The Peak to Peak Music Education Association (PPMEA) and Friends of Michigan Mike announced Tuesday that the festival will go on as planned, despite worries to the contrary following the death of founder “Michigan Mike” Torpie in November.
PPMEA is a non-profit organization started by friends of Torpie’s who helped coordinate the festival in the past. The organization will give grants to various music education entities in Colorado and fund the festival in the future.
Kristen McFarland, talent buyer for NedFest and a member of the board of directors for PPMEA, is currently serving as an unofficial director for NedFest.
“We decided to continue with NedFest with Michigan Mike’s parents’ blessing right after he passed away,” McFarland says. “I mean, we actually started talking about it within a couple of days, and then when his parents got to town we found out that they for sure wanted Michigan Mike’s life work to continue.”
Torpie had already begun planning for NedFest 2012 at the time of his death. He had even sold some tickets, although no bands had yet been booked.
McFarland says that the PPMEA has decided to keep the festival a three-day event as it was in the past.
“We don’t plan on making any major changes to the festival,” says McFarland. “We want to keep the general mood of music that he always had and loved.”
Though any changes to the festival will be minor, the loss of the beloved founder will be hard to forget at NedFest 2012. The PPMEA is already planning to pay tribute to Torpie in a variety of different ways.
“There’s a few things we’ve thought of doing that are a little bit on the inside joke level, that certain people would get and certain people wouldn’t get,” McFarland says. “Mike was always the MC of the show and he always wore these stupid little pajama pants.
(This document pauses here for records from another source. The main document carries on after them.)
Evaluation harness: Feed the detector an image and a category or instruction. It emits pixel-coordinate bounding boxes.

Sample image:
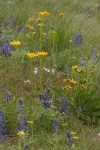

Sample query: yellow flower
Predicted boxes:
[17,130,25,137]
[10,40,21,46]
[39,11,50,16]
[38,23,44,27]
[51,31,57,35]
[59,12,64,17]
[27,26,34,31]
[36,18,41,22]
[62,122,68,127]
[72,65,78,69]
[28,18,34,22]
[66,84,71,89]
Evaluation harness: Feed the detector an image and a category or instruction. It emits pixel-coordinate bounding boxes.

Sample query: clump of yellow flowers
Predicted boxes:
[10,40,21,46]
[26,52,48,58]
So we were thinking that as each of us shares the MC duties we would put on the pants. Silly things like that.”
PPMEA will be giving a booth at NedFest to a local suicide prevention group. There will also be a memorial table with pictures of Torpie and the festival throughout the years.
“He was always a big music fan, and to be honest with you, I think he wanted to start a festival because it’s kind of like throwing a really big party,” McFarland says. “This past year was a culmination of that, in that Leftover Salmon was one of his favorite all time bands, and he finally got them to play his festival. That was pretty special for him.”
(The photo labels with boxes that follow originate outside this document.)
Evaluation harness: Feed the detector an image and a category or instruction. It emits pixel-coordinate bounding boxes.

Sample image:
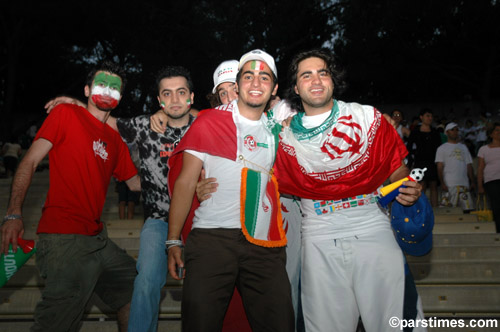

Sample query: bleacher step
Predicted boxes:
[409,262,500,284]
[432,221,496,234]
[0,287,182,322]
[417,284,500,314]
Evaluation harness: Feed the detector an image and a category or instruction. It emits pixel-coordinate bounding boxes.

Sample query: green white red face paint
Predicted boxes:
[91,72,122,111]
[250,60,264,70]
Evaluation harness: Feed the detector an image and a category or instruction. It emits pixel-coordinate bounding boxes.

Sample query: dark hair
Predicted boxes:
[486,122,500,137]
[391,109,404,119]
[85,61,127,92]
[206,92,222,108]
[285,48,346,112]
[156,66,194,92]
[419,108,433,116]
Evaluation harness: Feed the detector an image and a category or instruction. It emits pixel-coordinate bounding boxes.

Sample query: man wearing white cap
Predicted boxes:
[436,122,475,211]
[212,60,239,105]
[167,50,294,331]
McFarland is currently working to book talent for NedFest 2012, and she hopes that the bands Torpie was already recruiting will still commit to play. As no bands have been confirmed for the festival yet, McFarland could not release any possible names, though she did drop some hints about one exciting headliner.
“There is one particular band, as I said I cannot name them, that I’m trying to get to play for NedFest that we normally couldn’t afford,” says McFarland. “I’m trying to get them to play because they were friends with Mike. If they played, NedFest would sell out in a day.”
Though McFarland has been busy and at times frustrated with the efforts of putting the festival together, her efforts are a tribute to the close friendship she shared with Torpie.
“It would be a shame for the festival to go away,” McFarland says. “He got it from a $40,000 festival to a $200,000 festival and worked out all the kinks. The town loves it, and we love it. And Mike loved it. It would just be too sad for it to end.”